Hi everyone,
In the video Attention Model, it was explained that the hidden state of the post-attention LSTM, denoted as s^t
, is influenced by the previous hidden state s^{t-1}
, the context vector c^t
, and the previous output y^{t-1}
. Could someone explain the exact formula or steps used to calculate s^t
? Is it the same as a^{t}
in the second screenshot from week 1?
For a standard LSTM, without attention, the a^t corresponds to the hidden state after applying the output gate.

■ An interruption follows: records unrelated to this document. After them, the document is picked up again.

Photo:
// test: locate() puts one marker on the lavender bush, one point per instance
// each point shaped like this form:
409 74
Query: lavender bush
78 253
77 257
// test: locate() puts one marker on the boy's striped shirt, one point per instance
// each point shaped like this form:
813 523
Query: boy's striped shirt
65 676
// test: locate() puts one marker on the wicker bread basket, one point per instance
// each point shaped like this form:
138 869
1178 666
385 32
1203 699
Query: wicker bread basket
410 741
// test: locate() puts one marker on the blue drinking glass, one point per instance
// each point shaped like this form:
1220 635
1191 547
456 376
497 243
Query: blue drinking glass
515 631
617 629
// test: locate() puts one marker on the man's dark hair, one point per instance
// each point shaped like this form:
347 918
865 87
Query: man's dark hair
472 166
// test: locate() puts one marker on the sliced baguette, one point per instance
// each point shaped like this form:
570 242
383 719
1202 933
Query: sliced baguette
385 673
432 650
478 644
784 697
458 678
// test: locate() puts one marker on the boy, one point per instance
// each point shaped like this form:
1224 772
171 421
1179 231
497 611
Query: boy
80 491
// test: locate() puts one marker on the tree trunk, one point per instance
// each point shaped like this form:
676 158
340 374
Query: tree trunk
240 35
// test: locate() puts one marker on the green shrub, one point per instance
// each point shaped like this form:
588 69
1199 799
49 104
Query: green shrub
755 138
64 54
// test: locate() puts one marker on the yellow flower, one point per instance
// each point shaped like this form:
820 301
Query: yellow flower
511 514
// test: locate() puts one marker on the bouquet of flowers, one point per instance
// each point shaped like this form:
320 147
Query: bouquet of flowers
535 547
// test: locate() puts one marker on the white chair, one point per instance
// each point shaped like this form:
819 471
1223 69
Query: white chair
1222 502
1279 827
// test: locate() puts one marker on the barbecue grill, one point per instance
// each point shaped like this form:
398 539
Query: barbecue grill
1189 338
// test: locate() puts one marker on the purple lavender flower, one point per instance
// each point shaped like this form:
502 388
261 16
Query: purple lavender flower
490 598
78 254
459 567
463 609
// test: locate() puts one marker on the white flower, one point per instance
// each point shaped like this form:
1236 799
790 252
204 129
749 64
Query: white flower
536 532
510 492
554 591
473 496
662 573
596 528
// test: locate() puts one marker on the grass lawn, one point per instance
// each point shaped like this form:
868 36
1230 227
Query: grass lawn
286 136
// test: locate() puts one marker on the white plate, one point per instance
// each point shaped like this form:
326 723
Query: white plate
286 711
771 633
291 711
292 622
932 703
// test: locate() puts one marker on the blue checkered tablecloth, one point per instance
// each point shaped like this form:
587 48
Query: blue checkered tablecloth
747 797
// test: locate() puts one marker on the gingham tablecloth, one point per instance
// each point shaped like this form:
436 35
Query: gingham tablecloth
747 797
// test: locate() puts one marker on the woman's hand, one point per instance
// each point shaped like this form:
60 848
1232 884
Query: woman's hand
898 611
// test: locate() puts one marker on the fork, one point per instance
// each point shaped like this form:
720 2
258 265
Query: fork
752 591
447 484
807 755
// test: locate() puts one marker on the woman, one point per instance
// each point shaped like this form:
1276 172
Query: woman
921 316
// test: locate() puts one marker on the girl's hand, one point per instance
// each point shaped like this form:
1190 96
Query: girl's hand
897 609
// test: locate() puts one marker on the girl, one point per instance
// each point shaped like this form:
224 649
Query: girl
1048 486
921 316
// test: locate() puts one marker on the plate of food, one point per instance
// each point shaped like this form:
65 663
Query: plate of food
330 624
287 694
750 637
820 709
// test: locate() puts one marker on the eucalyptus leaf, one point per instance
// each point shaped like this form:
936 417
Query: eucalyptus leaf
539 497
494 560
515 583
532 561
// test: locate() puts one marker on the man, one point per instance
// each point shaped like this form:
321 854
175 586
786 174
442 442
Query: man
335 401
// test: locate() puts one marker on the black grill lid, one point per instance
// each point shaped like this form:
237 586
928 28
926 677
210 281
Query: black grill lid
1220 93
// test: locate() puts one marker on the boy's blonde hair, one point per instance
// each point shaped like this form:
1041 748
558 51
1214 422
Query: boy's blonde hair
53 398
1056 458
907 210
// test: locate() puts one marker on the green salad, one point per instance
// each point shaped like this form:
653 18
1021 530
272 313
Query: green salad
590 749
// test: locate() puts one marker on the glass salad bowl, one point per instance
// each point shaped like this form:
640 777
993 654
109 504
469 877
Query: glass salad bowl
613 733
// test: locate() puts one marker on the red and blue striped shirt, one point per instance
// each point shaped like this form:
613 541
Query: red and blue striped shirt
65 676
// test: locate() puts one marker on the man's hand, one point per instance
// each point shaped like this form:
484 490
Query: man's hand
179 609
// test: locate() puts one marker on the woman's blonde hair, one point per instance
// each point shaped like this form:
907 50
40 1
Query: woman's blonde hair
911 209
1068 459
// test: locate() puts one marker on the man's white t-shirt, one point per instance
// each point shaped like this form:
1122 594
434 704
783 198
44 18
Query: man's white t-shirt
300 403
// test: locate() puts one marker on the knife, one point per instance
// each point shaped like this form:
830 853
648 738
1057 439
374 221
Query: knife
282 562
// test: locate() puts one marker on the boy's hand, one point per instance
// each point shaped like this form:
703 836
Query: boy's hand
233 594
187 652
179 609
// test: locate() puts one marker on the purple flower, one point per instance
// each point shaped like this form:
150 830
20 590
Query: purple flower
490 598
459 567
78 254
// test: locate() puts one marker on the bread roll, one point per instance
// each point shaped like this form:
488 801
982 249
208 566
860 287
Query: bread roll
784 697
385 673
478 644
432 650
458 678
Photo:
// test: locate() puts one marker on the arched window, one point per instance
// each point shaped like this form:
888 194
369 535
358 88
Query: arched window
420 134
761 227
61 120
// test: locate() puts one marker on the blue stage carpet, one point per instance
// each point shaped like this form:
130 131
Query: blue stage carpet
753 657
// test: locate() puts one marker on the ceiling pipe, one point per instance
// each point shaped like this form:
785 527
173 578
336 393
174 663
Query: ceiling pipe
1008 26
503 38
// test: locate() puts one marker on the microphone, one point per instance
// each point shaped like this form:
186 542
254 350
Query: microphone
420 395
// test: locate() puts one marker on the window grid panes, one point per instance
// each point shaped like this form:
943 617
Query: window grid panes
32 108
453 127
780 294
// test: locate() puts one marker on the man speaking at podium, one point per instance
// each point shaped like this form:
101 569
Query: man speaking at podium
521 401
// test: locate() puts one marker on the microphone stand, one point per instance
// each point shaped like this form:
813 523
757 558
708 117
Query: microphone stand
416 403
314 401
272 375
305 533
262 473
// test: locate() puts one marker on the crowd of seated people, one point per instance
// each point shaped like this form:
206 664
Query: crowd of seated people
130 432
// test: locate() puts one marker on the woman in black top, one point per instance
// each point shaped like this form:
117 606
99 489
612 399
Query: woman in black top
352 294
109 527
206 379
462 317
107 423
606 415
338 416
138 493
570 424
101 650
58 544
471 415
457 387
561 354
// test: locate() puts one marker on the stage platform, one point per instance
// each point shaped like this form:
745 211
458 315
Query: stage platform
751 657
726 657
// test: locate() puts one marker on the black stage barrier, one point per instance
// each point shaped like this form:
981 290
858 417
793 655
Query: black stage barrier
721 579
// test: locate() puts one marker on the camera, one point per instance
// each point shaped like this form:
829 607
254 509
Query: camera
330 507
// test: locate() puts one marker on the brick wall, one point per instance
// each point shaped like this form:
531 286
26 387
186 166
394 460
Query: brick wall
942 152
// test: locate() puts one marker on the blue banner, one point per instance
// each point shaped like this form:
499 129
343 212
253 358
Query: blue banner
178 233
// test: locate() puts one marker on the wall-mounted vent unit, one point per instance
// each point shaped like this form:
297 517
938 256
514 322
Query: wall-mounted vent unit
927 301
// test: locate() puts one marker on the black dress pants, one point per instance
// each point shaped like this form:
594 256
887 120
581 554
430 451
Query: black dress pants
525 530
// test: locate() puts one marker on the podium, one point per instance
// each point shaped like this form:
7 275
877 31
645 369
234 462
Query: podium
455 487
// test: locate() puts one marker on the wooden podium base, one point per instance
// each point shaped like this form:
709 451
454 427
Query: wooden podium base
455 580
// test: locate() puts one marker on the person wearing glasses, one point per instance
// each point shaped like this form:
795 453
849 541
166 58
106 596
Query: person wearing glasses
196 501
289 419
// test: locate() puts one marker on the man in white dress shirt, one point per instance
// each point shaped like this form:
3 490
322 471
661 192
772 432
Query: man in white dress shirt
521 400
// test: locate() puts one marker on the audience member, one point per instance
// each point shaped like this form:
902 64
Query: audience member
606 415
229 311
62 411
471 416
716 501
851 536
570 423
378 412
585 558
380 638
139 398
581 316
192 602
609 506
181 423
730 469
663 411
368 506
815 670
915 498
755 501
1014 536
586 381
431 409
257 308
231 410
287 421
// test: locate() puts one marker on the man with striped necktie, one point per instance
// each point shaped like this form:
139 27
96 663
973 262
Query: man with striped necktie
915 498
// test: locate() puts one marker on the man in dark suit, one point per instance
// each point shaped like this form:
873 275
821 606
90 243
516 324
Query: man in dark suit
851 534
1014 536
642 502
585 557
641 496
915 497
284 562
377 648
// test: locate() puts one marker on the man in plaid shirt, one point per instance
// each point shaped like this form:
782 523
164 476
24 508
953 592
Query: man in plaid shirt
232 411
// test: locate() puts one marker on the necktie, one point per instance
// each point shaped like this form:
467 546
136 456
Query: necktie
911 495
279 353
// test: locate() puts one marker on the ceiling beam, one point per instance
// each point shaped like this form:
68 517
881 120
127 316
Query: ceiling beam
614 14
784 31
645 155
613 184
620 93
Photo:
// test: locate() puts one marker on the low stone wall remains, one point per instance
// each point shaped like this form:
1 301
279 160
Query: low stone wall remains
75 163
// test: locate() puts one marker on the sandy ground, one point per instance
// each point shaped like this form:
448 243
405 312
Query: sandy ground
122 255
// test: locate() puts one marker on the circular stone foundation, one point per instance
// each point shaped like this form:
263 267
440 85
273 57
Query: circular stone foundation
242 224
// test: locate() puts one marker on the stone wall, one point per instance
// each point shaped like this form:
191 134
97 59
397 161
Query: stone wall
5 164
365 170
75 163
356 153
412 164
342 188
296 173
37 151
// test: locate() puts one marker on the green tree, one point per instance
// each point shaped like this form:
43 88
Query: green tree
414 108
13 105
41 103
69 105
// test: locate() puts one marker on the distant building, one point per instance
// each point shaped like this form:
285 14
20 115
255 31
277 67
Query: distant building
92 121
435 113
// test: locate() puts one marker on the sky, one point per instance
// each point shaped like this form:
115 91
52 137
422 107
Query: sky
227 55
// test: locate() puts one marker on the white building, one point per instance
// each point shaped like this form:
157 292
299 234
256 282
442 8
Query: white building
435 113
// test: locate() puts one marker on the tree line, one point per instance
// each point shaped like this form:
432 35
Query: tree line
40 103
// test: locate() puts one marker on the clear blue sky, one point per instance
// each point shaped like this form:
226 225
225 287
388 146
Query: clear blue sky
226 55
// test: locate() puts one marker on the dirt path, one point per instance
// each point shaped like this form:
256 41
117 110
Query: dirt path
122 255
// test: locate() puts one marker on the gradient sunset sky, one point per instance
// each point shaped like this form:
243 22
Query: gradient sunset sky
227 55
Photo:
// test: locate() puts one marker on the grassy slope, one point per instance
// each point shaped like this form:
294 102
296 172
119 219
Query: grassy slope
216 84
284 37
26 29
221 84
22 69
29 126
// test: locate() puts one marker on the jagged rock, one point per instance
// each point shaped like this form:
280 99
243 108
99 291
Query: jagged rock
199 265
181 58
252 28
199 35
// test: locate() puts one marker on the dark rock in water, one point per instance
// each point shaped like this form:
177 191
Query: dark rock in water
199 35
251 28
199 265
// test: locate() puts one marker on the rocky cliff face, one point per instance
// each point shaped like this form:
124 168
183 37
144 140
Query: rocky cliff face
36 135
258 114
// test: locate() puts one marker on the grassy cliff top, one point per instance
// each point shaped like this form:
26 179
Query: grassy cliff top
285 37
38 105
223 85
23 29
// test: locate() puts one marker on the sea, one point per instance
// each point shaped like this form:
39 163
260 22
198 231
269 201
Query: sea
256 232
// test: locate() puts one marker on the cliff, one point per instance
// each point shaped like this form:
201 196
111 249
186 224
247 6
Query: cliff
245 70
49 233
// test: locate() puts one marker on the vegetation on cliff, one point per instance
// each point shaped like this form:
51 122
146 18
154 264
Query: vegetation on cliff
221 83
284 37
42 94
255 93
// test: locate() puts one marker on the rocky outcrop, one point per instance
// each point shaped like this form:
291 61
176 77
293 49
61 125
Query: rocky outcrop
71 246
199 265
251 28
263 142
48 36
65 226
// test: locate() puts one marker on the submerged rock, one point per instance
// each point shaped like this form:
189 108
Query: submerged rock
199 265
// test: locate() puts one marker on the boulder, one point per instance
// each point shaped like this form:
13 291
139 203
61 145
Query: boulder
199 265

In the case of the attention model, s^t in the post-attention LSTM follows a similar structure but now has additional input from the attention context vector c^t . Thus, s^t is essentially equivalent to a^t , but with the context of the attention mechanism included. In this respect, s^t in the post-attention LSTM behaves similarly to a^t in a regular LSTM, except that it incorporates the context vector c^t along with the previous hidden state s^{t-1} and previous output y^{t-1} .
In the case of the attention model, the LSTM cell takes the context vector c^t as an additional input. So the input to the LSTM cell becomes [ y^{t-1}, c^t ] instead of just x^t , where y^{t-1} is the previous output. The steps remain similar:
-
Candidate Cell State \tilde{c}^t :
\tilde{c}^t = \tanh(W_c [ s^{t-1}, c^t, y^{t-1} ] + b_c)
-
Update Gate \Gamma_u :
\Gamma_u = \sigma(W_u [ s^{t-1}, c^t, y^{t-1} ] + b_u)
-
Forget Gate \Gamma_f :
\Gamma_f = \sigma(W_f [ s^{t-1}, c^t, y^{t-1} ] + b_f)
-
Output Gate \Gamma_o :
\Gamma_o = \sigma(W_o [ s^{t-1}, c^t, y^{t-1} ] + b_o)
-
Cell State Update c^t :
c^t = \Gamma_f \cdot c^{t-1} + \Gamma_u \cdot \tilde{c}^t
-
Hidden State s^t :
s^t = \Gamma_o \cdot \tanh(c^t)
2 Likes
Thank you for your thorough explanation! This helps me connect the dots.
1 Like